@ID56 I’ve been thinking about this again. I was wondering if then, using torch.nn.Functional
is the only way to implement hypernetworks. Is there a way to make it work using torch.nn.Parameter
? If I try to do so using your example:
import torch
from torch import nn, optim
import torch.nn.functional as F
import numpy as np
import tensorflow as tf
input_dim = 784
classes = 10
layer_shapes = [
[(64, input_dim), (64,)], # (w0, b0)
[(classes, 64), (classes,)] # (w1, b1)
]
num_weights_to_generate = (classes * 64 + classes) + (64 * input_dim + 64)
hypernetwork = nn.Sequential(
nn.Linear(input_dim, 16),
nn.ReLU(),
nn.Linear(16, num_weights_to_generate),
nn.Sigmoid()
)
loss_fn = nn.CrossEntropyLoss()
optimizer = optim.Adam(hypernetwork.parameters(), lr=1e-4)

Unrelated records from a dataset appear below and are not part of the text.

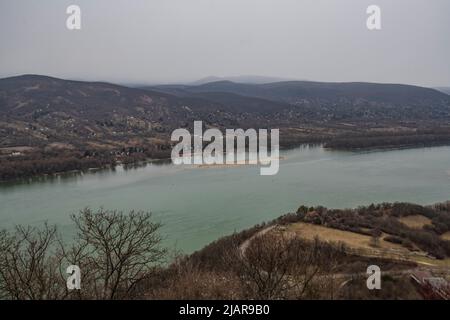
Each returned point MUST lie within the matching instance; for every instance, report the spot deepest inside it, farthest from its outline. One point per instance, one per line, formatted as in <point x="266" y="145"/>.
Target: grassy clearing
<point x="446" y="236"/>
<point x="361" y="244"/>
<point x="350" y="239"/>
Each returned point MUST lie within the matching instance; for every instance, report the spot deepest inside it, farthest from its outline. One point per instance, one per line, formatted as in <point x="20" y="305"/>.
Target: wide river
<point x="198" y="205"/>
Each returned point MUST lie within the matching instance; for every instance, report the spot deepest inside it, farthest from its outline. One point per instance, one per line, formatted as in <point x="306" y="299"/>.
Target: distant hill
<point x="445" y="90"/>
<point x="294" y="91"/>
<point x="251" y="79"/>
<point x="330" y="101"/>
<point x="38" y="110"/>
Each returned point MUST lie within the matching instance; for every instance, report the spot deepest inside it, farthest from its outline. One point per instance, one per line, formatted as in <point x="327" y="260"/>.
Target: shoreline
<point x="163" y="161"/>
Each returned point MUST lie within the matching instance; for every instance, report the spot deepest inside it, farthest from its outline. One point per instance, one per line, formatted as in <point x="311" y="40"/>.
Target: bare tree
<point x="114" y="251"/>
<point x="29" y="268"/>
<point x="279" y="266"/>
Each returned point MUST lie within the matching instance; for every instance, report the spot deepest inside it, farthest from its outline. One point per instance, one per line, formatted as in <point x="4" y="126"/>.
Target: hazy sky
<point x="148" y="41"/>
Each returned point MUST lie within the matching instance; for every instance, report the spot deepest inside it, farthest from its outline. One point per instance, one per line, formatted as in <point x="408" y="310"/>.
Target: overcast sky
<point x="148" y="41"/>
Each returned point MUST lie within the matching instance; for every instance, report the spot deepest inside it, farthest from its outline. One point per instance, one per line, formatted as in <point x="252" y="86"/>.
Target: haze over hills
<point x="445" y="90"/>
<point x="50" y="125"/>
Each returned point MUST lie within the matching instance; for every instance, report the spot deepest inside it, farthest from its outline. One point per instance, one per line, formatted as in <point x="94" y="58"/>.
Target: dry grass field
<point x="415" y="221"/>
<point x="363" y="244"/>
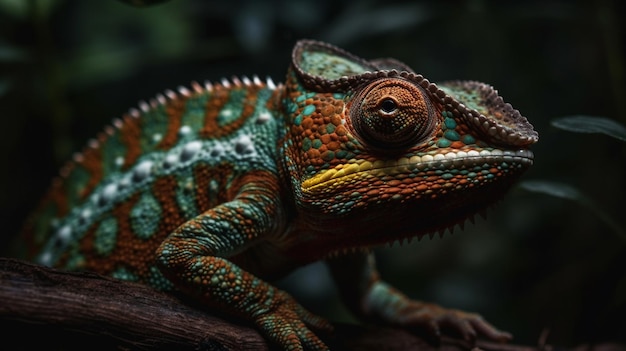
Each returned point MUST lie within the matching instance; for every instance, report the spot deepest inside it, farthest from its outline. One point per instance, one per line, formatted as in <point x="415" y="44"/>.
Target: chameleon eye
<point x="392" y="113"/>
<point x="388" y="106"/>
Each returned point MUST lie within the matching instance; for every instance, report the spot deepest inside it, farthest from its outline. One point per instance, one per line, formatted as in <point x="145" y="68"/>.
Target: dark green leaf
<point x="591" y="124"/>
<point x="565" y="191"/>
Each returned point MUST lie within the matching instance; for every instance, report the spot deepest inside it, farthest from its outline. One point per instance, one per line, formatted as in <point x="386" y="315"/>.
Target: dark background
<point x="538" y="264"/>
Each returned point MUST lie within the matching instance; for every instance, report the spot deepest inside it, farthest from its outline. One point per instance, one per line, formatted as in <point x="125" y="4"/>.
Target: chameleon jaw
<point x="454" y="160"/>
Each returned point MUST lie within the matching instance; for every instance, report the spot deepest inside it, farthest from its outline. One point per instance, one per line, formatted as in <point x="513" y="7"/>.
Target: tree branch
<point x="68" y="310"/>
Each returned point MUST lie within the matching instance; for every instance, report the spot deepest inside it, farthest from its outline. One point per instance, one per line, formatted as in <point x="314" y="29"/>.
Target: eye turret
<point x="392" y="113"/>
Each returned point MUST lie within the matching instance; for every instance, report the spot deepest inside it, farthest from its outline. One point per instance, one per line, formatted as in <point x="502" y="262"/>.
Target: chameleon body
<point x="216" y="189"/>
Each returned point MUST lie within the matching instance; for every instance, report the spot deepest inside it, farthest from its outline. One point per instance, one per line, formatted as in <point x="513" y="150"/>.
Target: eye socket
<point x="388" y="106"/>
<point x="393" y="114"/>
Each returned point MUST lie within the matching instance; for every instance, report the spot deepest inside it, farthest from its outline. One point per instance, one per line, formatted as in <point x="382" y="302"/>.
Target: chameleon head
<point x="376" y="142"/>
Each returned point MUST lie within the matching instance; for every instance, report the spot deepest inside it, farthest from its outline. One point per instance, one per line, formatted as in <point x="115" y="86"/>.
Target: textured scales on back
<point x="215" y="189"/>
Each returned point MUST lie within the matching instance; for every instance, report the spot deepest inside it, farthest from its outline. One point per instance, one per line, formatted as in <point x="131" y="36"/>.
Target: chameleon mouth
<point x="464" y="162"/>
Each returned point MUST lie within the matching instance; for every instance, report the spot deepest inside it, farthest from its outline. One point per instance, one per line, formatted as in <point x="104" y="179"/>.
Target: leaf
<point x="565" y="191"/>
<point x="591" y="124"/>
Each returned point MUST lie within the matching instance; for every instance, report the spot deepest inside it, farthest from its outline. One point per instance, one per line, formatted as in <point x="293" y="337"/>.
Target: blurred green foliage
<point x="537" y="263"/>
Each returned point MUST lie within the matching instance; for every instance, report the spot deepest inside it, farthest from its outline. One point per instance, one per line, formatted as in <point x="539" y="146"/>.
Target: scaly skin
<point x="217" y="189"/>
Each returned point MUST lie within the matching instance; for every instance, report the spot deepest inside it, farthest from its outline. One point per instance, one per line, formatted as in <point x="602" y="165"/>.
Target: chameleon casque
<point x="214" y="190"/>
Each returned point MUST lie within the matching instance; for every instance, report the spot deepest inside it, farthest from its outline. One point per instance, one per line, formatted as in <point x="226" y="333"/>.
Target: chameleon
<point x="217" y="189"/>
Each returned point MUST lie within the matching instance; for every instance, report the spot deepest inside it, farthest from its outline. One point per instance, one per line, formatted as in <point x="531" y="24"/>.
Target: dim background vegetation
<point x="538" y="263"/>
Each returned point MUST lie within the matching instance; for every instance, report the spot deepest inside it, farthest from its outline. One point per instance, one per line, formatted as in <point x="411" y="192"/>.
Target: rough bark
<point x="43" y="307"/>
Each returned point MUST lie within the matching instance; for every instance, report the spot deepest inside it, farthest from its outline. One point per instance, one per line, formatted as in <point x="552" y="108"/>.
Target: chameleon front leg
<point x="372" y="299"/>
<point x="195" y="258"/>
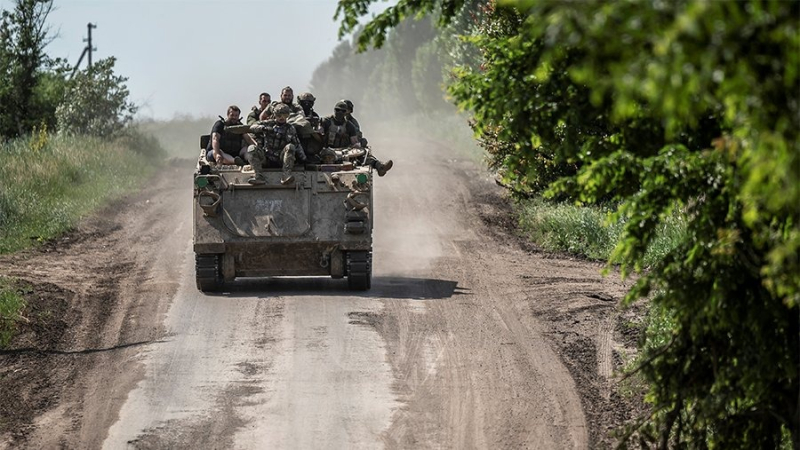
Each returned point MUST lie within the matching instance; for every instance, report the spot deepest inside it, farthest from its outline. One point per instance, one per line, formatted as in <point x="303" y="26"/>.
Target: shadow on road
<point x="382" y="287"/>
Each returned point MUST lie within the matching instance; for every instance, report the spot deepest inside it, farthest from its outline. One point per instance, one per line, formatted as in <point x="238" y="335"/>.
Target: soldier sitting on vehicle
<point x="307" y="125"/>
<point x="264" y="99"/>
<point x="225" y="147"/>
<point x="287" y="97"/>
<point x="371" y="160"/>
<point x="280" y="147"/>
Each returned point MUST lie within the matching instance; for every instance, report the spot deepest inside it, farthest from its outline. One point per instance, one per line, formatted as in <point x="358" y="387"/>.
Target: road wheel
<point x="208" y="273"/>
<point x="359" y="270"/>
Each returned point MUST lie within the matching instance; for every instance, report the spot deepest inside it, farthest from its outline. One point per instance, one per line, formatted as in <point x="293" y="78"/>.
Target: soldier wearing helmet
<point x="307" y="126"/>
<point x="287" y="97"/>
<point x="264" y="100"/>
<point x="225" y="147"/>
<point x="306" y="101"/>
<point x="280" y="147"/>
<point x="371" y="160"/>
<point x="337" y="132"/>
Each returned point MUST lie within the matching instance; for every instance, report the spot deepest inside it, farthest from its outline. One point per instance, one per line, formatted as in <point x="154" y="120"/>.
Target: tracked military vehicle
<point x="320" y="225"/>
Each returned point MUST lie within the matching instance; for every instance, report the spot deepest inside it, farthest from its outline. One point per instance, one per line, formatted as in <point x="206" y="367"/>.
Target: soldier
<point x="280" y="147"/>
<point x="287" y="97"/>
<point x="337" y="132"/>
<point x="350" y="118"/>
<point x="306" y="101"/>
<point x="264" y="99"/>
<point x="226" y="147"/>
<point x="307" y="126"/>
<point x="371" y="160"/>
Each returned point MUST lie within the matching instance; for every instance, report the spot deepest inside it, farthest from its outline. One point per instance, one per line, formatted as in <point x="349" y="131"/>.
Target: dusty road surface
<point x="467" y="339"/>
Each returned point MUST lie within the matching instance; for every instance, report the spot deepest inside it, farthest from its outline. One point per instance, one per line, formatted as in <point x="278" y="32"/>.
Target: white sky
<point x="198" y="57"/>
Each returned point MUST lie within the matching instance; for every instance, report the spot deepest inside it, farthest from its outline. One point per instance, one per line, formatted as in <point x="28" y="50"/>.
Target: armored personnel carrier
<point x="321" y="225"/>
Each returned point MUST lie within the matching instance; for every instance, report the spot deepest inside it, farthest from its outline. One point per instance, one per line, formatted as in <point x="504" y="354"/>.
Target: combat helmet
<point x="306" y="97"/>
<point x="281" y="110"/>
<point x="349" y="105"/>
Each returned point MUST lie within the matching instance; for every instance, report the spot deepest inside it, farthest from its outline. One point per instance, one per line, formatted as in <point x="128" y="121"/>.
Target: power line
<point x="88" y="49"/>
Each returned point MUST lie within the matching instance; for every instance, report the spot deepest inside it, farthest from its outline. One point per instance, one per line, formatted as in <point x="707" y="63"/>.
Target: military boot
<point x="384" y="167"/>
<point x="256" y="158"/>
<point x="287" y="155"/>
<point x="287" y="177"/>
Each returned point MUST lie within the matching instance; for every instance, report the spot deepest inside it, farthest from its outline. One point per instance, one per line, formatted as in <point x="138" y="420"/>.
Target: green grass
<point x="11" y="304"/>
<point x="48" y="183"/>
<point x="584" y="231"/>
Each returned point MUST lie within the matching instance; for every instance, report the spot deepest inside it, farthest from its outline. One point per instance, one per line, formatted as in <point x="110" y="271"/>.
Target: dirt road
<point x="468" y="338"/>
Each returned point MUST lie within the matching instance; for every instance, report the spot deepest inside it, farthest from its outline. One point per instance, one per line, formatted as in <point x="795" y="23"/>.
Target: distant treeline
<point x="39" y="92"/>
<point x="406" y="76"/>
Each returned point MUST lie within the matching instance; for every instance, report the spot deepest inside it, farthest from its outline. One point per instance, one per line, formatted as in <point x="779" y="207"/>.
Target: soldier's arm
<point x="353" y="133"/>
<point x="249" y="139"/>
<point x="266" y="114"/>
<point x="215" y="137"/>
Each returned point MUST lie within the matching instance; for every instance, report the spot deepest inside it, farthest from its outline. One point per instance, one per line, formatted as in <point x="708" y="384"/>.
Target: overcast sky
<point x="197" y="57"/>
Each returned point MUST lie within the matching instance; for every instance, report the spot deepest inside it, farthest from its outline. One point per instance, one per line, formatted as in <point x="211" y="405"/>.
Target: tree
<point x="97" y="102"/>
<point x="23" y="37"/>
<point x="664" y="106"/>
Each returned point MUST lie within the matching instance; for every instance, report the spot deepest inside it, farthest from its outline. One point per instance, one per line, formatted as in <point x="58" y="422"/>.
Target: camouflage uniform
<point x="370" y="160"/>
<point x="307" y="126"/>
<point x="279" y="147"/>
<point x="252" y="118"/>
<point x="293" y="108"/>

class MainNet(torch.nn.Module):
def __init__(self):
super(MainNet, self).__init__()
self.linear1 = torch.nn.Linear(input_dim, 64)
self.relu = torch.nn.ReLU()
self.linear2 = torch.nn.Linear(64, classes)
def forward(self, x):
with torch.no_grad():
x = self.linear1(x)
x = self.relu(x)
x = self.linear2(x)
return x
def set_weights(self, params):
with torch.no_grad():
w0, b0 = params[0]
w1, b1 = params[1]
self.linear1.weight = torch.nn.Parameter(w0, requires_grad=False)
self.linear1.bias = torch.nn.Parameter(b0, requires_grad=False)
self.linear2.weight = torch.nn.Parameter(w1, requires_grad=False)
self.linear2.bias = torch.nn.Parameter(b1, requires_grad=False)
main_network = MainNet()
def train_step(x, y):
optimizer.zero_grad()
weights_pred = hypernetwork(x)
idx, params = 0, []
for layer in layer_shapes:
layer_params = []
for shape in layer:
offset = np.prod(shape)
layer_params.append(weights_pred[:, idx: idx + offset].reshape(shape))
idx += offset
params.append(layer_params)
main_network.set_weights(params)
preds = main_network(x)
loss = loss_fn(preds, y)
loss.backward(retain_graph=True)
optimizer.step()
return loss.item()
(x_train, y_train), _ = tf.keras.datasets.mnist.load_data()
dataset = tf.data.Dataset.from_tensor_slices(
(x_train.reshape(60000, 784).astype("float32") / 255, y_train)
)
dataset = dataset.shuffle(buffer_size=1024).batch(1)
losses = []
torchify = lambda a: torch.from_numpy(a.numpy())
for step, (x, y) in enumerate(dataset):
x, y = torchify(x).float(), torchify(y).long()
loss = train_step(x, y)
losses.append(loss)
if step % 1 == 0: print("Step:", step, "Loss:", sum(losses) / len(losses))
if step >= 1000: break
If I remove all the torch.no_grad()
and set requires_grad = True
, it works. But I’m worried that I’m doing something wrong, because the gradients for MainNetwork are also being computed. Even though I think this is not a problem since those new weights that backprop computes are never used since they are overwrite by Hypernetwork. So, the only problem would be that it would take longer to optimize the Hypernetwork.